日本とシンガポールの外交は近年極めて良好です。安倍首相は、シンガポールのリー・シェンロン首相とも頻繁に会談しています。昨年、リー・クアンユー初代首相が亡くなった時には、国会期間中のため日帰りの強行日程で、安倍首相が国葬に参列しています。

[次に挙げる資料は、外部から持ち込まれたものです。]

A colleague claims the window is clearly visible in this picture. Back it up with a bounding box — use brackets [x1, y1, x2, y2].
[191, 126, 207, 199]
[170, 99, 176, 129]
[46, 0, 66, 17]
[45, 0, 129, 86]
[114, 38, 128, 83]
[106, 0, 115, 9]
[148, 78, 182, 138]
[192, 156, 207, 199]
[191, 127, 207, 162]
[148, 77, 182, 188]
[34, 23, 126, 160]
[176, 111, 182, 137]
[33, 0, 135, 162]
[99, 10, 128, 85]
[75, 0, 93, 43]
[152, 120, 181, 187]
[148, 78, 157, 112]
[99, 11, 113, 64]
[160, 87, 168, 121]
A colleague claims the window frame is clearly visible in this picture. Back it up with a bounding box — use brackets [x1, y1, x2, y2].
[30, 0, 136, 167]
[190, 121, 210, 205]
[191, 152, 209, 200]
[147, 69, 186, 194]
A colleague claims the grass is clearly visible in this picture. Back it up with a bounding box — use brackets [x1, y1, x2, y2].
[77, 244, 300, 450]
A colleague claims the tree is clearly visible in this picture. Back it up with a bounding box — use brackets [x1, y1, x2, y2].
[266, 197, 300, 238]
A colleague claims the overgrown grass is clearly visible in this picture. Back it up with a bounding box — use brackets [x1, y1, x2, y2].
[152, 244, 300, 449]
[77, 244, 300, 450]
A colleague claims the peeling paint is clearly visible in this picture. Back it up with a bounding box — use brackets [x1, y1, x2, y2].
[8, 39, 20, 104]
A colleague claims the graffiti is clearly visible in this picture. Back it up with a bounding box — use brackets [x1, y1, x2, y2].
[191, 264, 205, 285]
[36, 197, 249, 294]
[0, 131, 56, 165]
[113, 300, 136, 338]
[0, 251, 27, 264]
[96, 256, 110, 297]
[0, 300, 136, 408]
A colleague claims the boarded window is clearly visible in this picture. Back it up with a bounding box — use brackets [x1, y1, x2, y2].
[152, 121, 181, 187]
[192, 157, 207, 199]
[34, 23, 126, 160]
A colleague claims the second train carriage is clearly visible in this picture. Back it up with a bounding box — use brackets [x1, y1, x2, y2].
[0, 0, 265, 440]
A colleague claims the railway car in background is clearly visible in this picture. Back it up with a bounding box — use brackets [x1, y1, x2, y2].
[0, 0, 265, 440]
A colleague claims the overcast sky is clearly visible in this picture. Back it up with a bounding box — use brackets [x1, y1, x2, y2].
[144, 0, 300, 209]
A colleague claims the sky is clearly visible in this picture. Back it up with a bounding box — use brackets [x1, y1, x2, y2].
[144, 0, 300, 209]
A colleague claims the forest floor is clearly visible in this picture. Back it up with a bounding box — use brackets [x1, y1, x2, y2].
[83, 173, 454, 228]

ナザン氏が日本語ができるのも、情報機関に所属したのも、日本統治がきっかけ

ナザン前大統領は、日本語が堪能で、情報機関出身でした。太平洋戦争中に日本軍がシンガポールやマレー半島等を占領したことで、ナザン前大統領は独学で日本語を覚え、公務員としてのキャリアを日本統治下の警察で始めることになります。

幼少期に大変な苦労をしたナザン前大統領

ナザン前大統領は幼少期にとてつもない苦労をしています。

  • 幼少期に、大恐慌の借金を苦に父が自殺。
  • 小学校に入学し、優秀であったため学費免除となる。
  • 12歳。ボクシングの切り抜きに新聞を買うために同級生から分割払いをし、払えなくなったため、その同級生の教科書を売り飛ばし借金を返した。通報され、放校になる。
  • 16歳。次の学校で、同級生が教科書を失い、今回は盗っていなかったのに疑われ、放校となる。
  • いたたまれなくなって家出をして生活する。生まれ育ったシンガポール隣のマレーシアのジョホールで仕事を見つける。何かを成し遂げるまで家族に顔は見せないと決意。
  • 制服、革靴、小遣い欲しさに対日本戦に備えた志願兵に応募するが、体格が小さく落とされる。17歳で太平洋戦争に突入。

太平洋戦争での戦闘

マレーシアのジョホールのスルタン(君主)は日本と仲がよく、天皇から勲章をもらい、日本が所有する鉄鋼山やゴム園があったので、ジョホールが割譲されるとの噂すらありました。そのため、1942年1月11日に日本軍の飛行機が、ナザン氏がいたムアールをマシンガンで攻撃し爆弾を落としたのは衝撃でした。空襲の際に、ナザン氏は道端の用水路に飛び込んで難を逃れますが、その時にいた仲間は爆殺されています。

どのようにして日本語を学んだか

友人といた時に、市場への道を日本兵に尋ねられ、ナザン少年は道を教えます。その中のひとりの少尉は、ナザン少年が同行して店主と交渉するのを手伝って欲しいと主張しました。その将校は「アマヤさん」でした。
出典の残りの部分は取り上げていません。